Both regulatory-dictated standards and customer expectations demand high software quality and at least the intention to ship bug-free code. Much of the appeal of the open-source movement arises in direct response to the cavalier attitude of desktop software vendors toward software quality, and the higher-quality software that is crafted on top of Linux and other open Unix platforms.
Most large programs originate with teams of software engineers working together rather than lone hackers working away into the night, even in the world of open source. Large projects, especially in telecommunications and networking, can involve scores of programmers generating tens of millions of lines of code.
While software engineering methodologies concentrate on managing such large projects, and the open-source bazaar imbues quality by leveraging numbers and focusing even greater numbers of "eyeballs" on program code, experience reveals that among engineers, competence will vary greatly. Moreover, even exceptional hackers are hard-pressed to produce perfect programs. In short: bugs happen.
Popular notions of software bugs usually focus on program logic miscalculations, overwritten data, missing steps, etc. Among the hardest bugs to find, however, are the ones that violate the structure of programs and their execution environments.
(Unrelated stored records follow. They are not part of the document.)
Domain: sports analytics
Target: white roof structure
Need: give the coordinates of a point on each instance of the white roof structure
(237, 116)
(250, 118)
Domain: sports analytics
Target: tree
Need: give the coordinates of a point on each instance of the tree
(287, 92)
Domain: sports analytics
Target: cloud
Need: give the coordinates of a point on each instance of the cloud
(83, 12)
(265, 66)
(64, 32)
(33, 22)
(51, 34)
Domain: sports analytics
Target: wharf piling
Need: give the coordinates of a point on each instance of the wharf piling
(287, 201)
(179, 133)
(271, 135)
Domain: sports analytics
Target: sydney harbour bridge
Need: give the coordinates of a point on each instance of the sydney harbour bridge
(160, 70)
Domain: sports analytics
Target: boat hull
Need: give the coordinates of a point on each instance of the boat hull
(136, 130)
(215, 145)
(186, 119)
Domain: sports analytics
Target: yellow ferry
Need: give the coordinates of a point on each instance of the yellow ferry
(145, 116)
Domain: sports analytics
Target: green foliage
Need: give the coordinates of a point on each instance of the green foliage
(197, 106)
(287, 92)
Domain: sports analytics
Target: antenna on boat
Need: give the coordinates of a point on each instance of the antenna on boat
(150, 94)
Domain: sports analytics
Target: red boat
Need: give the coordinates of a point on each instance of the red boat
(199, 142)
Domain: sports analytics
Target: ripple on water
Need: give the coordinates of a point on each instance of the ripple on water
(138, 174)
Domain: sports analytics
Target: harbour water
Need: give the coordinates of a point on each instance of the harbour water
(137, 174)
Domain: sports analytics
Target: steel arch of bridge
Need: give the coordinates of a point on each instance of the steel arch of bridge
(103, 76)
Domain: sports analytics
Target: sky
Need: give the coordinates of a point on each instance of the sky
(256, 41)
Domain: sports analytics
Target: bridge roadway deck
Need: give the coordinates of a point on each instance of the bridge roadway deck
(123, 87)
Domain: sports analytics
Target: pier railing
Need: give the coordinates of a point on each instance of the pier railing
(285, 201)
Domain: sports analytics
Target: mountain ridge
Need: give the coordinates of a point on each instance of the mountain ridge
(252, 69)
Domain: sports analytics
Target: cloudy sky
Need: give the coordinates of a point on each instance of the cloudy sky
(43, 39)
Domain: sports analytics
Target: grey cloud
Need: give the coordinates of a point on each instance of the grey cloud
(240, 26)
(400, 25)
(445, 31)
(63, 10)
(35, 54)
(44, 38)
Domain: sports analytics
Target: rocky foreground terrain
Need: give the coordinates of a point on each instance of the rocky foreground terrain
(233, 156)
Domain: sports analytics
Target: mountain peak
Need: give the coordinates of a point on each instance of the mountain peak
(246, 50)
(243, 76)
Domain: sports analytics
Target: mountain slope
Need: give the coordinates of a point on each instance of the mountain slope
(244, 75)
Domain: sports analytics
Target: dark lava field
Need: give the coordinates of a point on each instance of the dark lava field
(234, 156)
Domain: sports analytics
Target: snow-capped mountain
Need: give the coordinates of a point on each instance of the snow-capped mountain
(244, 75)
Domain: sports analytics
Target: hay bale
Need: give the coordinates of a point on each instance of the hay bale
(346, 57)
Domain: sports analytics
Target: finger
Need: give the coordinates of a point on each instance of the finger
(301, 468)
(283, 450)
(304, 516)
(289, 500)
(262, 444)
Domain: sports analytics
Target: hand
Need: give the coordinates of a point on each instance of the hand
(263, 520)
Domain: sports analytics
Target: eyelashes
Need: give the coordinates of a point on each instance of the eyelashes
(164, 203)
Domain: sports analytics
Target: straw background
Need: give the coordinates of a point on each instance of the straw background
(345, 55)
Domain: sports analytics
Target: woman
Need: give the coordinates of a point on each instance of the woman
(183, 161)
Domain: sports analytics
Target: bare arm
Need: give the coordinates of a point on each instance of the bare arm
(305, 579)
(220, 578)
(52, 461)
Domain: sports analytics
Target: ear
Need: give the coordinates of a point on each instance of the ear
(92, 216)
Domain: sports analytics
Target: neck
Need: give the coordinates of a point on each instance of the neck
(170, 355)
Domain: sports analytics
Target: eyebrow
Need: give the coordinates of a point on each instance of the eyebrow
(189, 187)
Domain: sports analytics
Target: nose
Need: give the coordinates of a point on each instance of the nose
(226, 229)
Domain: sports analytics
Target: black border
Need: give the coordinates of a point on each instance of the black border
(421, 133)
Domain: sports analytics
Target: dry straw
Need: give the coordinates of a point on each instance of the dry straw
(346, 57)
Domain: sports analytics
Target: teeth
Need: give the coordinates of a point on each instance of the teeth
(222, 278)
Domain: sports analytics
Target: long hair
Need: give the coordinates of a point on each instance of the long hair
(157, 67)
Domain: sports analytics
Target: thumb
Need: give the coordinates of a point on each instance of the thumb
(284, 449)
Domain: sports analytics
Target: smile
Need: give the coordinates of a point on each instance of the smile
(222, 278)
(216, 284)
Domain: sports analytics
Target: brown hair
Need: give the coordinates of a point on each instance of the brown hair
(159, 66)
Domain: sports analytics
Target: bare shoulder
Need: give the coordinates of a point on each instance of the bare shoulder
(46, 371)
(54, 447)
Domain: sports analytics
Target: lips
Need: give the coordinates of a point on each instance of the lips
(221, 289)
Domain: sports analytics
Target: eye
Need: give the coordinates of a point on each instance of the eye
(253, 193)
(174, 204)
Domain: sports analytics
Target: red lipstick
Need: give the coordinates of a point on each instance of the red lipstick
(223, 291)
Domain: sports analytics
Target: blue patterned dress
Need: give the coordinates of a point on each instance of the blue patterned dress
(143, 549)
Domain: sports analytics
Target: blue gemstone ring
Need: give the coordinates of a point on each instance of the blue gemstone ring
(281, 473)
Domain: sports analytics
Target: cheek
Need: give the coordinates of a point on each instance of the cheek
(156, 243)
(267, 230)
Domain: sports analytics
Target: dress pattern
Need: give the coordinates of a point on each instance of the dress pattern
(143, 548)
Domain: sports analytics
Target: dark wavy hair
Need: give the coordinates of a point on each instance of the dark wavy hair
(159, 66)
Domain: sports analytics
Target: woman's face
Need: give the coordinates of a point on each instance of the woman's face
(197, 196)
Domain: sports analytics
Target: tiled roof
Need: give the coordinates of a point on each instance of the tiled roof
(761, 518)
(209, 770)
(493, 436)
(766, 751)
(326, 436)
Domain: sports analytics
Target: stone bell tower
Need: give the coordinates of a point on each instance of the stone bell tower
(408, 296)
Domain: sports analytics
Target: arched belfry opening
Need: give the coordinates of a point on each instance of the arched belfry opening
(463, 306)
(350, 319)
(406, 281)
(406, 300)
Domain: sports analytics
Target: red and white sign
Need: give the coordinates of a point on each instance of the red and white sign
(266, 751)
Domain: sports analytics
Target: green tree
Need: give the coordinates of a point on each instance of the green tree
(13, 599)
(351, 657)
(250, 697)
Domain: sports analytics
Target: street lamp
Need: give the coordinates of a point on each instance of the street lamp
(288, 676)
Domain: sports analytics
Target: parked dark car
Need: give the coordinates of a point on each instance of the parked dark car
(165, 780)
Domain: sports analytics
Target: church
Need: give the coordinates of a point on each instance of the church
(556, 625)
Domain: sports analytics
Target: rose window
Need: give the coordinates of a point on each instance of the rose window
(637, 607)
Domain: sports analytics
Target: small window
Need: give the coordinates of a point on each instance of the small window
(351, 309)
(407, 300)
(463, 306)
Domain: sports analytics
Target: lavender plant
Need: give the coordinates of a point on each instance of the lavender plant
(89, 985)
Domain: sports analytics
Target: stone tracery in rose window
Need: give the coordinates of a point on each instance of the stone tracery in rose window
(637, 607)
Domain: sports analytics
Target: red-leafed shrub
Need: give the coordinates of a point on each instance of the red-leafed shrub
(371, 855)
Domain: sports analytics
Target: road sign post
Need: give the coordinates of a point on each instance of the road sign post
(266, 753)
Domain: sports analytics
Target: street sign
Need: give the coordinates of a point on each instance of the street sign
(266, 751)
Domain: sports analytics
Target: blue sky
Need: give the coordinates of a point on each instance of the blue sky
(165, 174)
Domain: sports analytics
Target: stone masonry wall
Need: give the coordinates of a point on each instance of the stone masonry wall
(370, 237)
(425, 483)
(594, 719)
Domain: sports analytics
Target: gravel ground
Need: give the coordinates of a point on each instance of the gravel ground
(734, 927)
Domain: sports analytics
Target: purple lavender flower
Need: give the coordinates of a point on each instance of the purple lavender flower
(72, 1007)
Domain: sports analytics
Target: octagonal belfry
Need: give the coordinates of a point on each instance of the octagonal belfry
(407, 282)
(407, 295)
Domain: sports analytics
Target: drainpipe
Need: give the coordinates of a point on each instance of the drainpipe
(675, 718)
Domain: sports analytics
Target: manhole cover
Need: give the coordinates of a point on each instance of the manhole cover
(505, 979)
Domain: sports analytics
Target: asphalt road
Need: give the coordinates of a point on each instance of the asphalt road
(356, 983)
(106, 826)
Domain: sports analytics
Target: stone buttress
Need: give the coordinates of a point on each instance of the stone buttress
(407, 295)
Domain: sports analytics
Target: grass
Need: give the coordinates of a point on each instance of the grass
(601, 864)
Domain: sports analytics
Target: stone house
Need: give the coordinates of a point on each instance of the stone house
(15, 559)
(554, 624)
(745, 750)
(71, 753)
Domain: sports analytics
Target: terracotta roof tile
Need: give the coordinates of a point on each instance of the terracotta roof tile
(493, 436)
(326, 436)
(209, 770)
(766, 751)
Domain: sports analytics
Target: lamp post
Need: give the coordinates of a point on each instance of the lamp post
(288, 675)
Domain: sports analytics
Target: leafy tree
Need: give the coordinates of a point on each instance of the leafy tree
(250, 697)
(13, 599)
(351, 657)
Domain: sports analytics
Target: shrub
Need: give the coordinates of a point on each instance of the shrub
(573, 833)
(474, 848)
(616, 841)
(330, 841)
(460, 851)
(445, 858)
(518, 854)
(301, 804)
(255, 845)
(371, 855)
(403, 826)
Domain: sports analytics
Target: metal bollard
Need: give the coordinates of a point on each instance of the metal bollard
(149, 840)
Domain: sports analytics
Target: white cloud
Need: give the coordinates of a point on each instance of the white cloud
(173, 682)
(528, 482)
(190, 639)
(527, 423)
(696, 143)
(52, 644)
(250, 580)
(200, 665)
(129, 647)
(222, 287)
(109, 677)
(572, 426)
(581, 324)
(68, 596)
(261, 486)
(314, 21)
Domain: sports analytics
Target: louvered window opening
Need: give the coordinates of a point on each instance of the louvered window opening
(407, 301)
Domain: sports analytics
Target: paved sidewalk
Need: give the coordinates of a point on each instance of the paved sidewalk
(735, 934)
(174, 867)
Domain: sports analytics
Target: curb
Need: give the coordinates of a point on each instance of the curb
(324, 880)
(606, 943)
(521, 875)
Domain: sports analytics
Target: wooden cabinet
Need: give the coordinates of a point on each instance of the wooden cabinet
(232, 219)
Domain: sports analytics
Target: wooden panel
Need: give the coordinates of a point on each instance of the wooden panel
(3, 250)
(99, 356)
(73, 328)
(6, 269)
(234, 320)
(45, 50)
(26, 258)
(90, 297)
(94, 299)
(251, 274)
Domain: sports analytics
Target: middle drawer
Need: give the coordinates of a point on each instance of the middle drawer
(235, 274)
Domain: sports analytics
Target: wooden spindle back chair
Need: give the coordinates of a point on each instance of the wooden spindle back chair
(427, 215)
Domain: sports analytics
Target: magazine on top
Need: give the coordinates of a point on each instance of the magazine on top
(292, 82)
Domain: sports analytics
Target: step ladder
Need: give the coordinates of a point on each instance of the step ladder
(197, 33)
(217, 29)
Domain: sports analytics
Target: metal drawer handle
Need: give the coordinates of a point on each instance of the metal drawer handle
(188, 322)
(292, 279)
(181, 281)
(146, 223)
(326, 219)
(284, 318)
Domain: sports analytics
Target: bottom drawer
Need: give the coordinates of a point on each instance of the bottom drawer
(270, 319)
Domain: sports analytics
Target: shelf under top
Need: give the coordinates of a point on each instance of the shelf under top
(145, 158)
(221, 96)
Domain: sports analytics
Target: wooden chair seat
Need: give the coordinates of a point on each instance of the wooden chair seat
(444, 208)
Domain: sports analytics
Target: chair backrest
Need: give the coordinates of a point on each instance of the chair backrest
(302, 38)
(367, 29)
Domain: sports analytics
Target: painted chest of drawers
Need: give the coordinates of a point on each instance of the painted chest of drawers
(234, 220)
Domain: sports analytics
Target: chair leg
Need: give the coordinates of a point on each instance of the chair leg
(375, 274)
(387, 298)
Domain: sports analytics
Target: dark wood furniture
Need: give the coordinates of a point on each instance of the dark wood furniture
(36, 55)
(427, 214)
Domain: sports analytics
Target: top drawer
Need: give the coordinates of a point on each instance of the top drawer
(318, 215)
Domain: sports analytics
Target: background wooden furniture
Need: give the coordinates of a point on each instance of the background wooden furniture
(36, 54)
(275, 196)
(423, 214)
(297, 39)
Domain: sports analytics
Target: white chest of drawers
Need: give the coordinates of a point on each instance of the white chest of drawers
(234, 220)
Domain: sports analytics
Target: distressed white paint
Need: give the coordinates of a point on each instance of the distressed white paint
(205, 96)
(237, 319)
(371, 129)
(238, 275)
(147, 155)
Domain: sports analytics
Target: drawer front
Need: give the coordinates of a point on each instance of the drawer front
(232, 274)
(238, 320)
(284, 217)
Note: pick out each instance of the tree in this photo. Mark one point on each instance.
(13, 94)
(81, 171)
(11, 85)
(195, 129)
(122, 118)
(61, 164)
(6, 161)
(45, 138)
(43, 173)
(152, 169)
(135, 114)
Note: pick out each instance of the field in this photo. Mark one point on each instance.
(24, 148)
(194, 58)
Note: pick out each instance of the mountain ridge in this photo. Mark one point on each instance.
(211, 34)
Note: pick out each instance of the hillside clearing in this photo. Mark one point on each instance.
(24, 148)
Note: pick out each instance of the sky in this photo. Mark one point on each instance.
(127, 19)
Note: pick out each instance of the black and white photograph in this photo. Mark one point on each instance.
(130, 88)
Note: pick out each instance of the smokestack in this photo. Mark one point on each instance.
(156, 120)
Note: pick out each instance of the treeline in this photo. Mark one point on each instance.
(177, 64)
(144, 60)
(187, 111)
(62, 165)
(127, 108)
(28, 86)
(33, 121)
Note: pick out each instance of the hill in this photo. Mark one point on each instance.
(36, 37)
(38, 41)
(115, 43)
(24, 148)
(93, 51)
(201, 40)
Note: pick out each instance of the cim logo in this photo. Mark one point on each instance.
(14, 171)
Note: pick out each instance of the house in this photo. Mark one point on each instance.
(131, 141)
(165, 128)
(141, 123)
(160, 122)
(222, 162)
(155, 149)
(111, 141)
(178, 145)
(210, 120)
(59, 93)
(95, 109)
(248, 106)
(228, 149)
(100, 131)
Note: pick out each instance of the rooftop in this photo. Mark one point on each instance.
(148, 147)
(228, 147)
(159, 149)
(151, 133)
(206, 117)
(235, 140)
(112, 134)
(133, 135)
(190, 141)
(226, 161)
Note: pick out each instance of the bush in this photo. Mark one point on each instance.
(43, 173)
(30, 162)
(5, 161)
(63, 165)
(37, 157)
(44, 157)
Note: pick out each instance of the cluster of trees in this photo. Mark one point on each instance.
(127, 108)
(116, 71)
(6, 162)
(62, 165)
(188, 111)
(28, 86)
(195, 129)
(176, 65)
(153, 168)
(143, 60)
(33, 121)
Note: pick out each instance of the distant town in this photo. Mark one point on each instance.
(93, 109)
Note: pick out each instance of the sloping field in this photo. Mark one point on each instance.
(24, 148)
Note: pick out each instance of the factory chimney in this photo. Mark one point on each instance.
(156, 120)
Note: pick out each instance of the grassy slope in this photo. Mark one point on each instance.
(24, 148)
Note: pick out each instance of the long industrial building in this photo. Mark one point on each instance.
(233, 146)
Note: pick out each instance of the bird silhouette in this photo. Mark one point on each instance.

Operating system run-time constructs and programming practices slice available memory up into regions containing program code and different types of data.
When those divisions are soft, enforced only by how tools lay out memory and by how programmers follow the layout discipline, applications are vulnerable to bugs wherein a program itself violates the boundaries among those regions. Such runaway programs can unintentionally modify their own code, accidentally corrupt key data structures, or modify the code and data regions of other programs, including the underlying operating system. Worse yet, such violations are often silent-the modified code or data may not be exercised for hours, days, or even years, distancing the cause and the effect of software faults in time and space.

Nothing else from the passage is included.